As we celebrate the month, we thought it might be fun to chat with Margaret Lombard, the CEO of the National Honey Board, which was created in the 1980s to help spread the word about the wonderful world of honey and to help fund projects designed to find new and improved uses for honey in foods and other products. The National Honey Board also has many other goals, which you can read all about HERE.
In the meantime, we asked Margaret …
Sioux Honey: What is your favorite EDIBLE way to use honey?
Margaret: I love to eat honey simply drizzled on soft cheese, like goat cheese spread on a cracker.
Sioux Honey: What is your favorite NON-EDIBLE way to use honey?
Margaret: This simple honey salt scrub is fabulous:
Homemade Salt Scrub
- 1/3 cup honey
- 1/2 cup olive oil
- 1 cup coarse salt
- 6 drops of an essential oil (like lavender)
Sioux Honey: What is your favorite food that honeybees pollinate?
Margaret: With one-third of our diet coming from foods that honeybees pollinate, it is hard to pick just one! But this time of year, I am loving all the fresh fruit, especially pears.

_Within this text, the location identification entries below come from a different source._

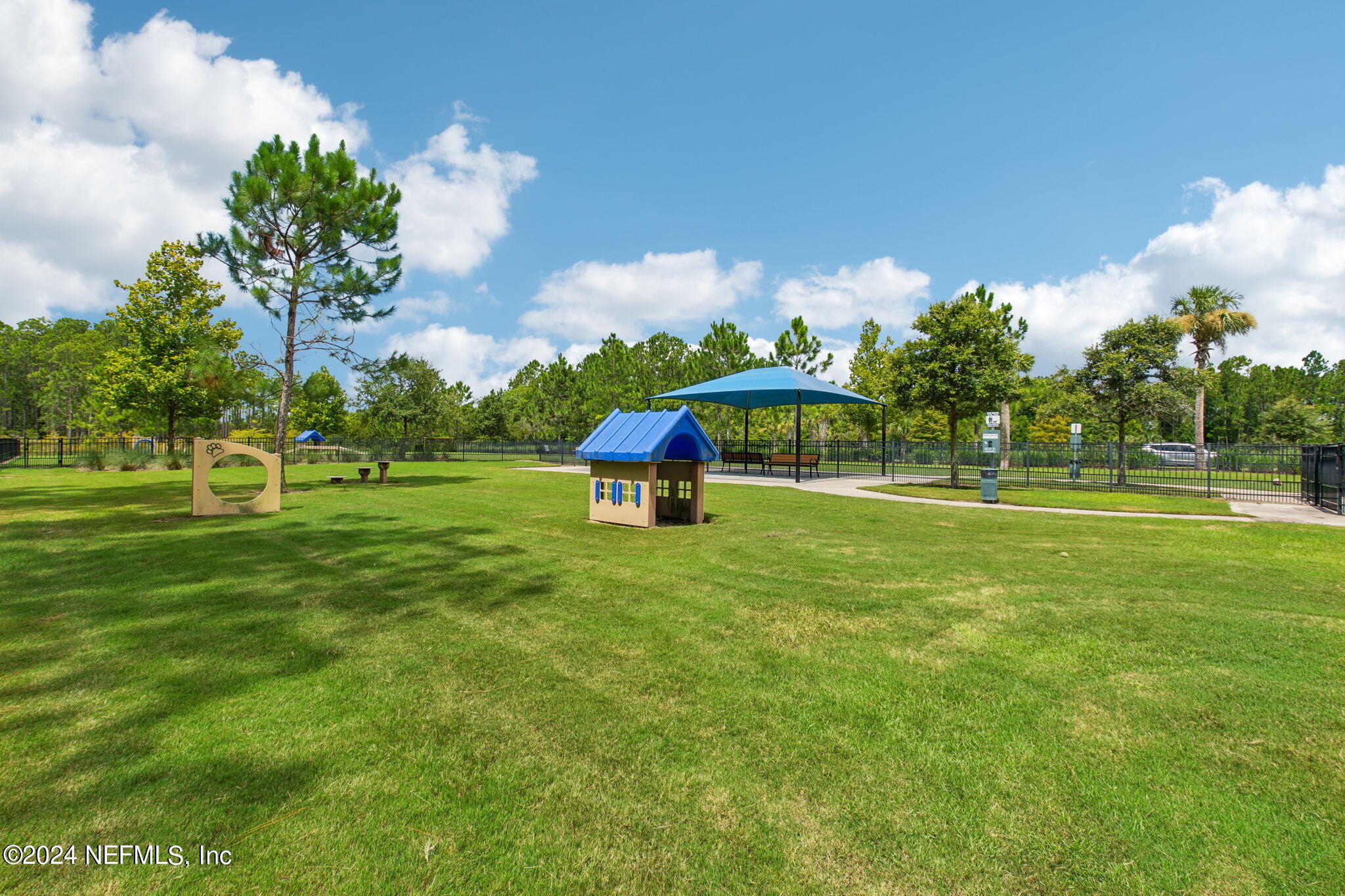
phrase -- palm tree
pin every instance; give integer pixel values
(1210, 316)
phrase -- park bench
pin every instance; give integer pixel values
(807, 461)
(743, 457)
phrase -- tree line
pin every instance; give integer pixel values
(313, 240)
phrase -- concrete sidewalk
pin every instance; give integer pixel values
(853, 486)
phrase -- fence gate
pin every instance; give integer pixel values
(1321, 476)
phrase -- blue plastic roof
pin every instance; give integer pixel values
(768, 387)
(649, 436)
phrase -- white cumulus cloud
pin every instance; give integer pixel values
(481, 360)
(456, 200)
(108, 150)
(1282, 249)
(880, 289)
(592, 300)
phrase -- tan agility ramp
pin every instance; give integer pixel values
(205, 454)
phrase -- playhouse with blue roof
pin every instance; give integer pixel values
(646, 467)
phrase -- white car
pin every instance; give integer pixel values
(1176, 453)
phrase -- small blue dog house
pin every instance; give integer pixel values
(646, 465)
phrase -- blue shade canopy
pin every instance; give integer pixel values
(768, 387)
(649, 436)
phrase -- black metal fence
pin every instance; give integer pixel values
(1320, 473)
(81, 452)
(1231, 472)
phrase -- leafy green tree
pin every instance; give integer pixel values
(494, 416)
(320, 403)
(1130, 375)
(458, 417)
(799, 350)
(313, 241)
(722, 352)
(1296, 422)
(169, 330)
(401, 393)
(68, 355)
(1049, 429)
(967, 362)
(929, 425)
(871, 375)
(1208, 314)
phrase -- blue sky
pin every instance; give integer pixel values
(996, 142)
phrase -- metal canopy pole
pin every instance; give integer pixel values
(798, 431)
(747, 416)
(884, 454)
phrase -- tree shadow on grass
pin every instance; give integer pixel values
(76, 492)
(116, 645)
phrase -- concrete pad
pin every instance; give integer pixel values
(853, 486)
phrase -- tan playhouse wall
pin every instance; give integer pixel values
(674, 507)
(205, 454)
(628, 473)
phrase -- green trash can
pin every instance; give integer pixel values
(989, 485)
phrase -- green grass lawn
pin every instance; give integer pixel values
(456, 684)
(1072, 500)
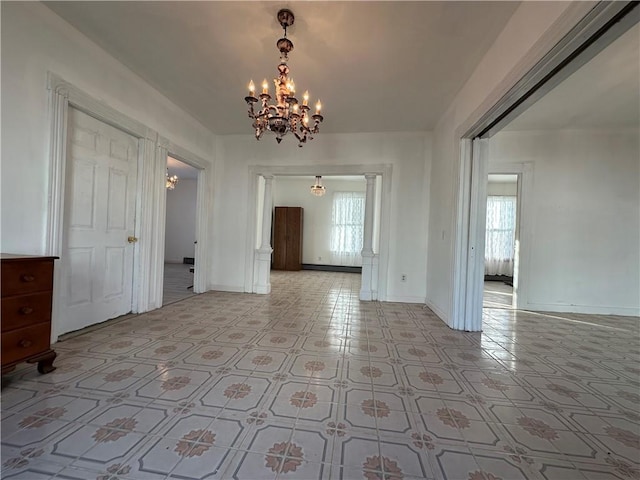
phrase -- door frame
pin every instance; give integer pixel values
(200, 257)
(150, 194)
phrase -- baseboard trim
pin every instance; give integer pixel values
(227, 288)
(331, 268)
(584, 309)
(404, 299)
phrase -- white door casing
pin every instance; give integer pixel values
(100, 205)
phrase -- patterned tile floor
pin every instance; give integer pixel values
(310, 383)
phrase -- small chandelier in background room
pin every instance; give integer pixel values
(317, 188)
(286, 115)
(171, 181)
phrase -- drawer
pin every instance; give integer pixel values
(24, 310)
(26, 277)
(25, 342)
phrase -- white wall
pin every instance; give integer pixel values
(409, 155)
(532, 30)
(35, 41)
(583, 250)
(180, 232)
(316, 229)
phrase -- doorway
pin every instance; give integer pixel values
(501, 238)
(99, 222)
(181, 188)
(582, 119)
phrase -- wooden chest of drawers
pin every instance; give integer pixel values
(27, 288)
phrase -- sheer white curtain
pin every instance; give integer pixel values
(501, 235)
(347, 228)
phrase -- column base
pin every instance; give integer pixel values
(369, 285)
(262, 272)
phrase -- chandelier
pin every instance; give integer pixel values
(286, 114)
(317, 188)
(171, 181)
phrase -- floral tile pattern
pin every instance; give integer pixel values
(310, 383)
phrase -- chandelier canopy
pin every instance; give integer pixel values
(286, 114)
(317, 188)
(171, 181)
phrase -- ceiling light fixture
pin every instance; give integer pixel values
(286, 115)
(317, 188)
(171, 180)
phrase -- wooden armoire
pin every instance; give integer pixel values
(287, 238)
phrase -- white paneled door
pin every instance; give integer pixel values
(100, 206)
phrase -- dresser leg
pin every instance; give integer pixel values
(45, 361)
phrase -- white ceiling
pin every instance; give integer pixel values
(376, 66)
(604, 93)
(325, 178)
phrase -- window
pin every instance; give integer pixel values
(347, 228)
(500, 235)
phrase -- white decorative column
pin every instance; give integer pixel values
(263, 254)
(368, 289)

And year-round almonds and avocados are a favorite.
Sioux Honey: Do you have a favorite recipe using honey that you can share?
Margaret: One of my family’s most requested desserts is for a honey, brown butter, apple fruit crisp. It is amazing. [You can find the full recipe on the National Honey Board website HERE.]
Sioux Honey: Have you ever kept honeybees and collected your own honey?
Margaret: I have had the pleasure of visiting with many amazing beekeepers throughout the United States and watching their extraction and packing processes. Someday, I hope to have enough land to keep my own bees.
Sioux Honey: Why should every single human being on earth care about the honeybee?
Margaret: Choosing honey supports beekeepers who support honeybees, and honeybees pollinate more than a third of the world’s food supply, including many of the fruits, vegetables, nuts and other crops that are so important to a healthy diet. What could be more important than that?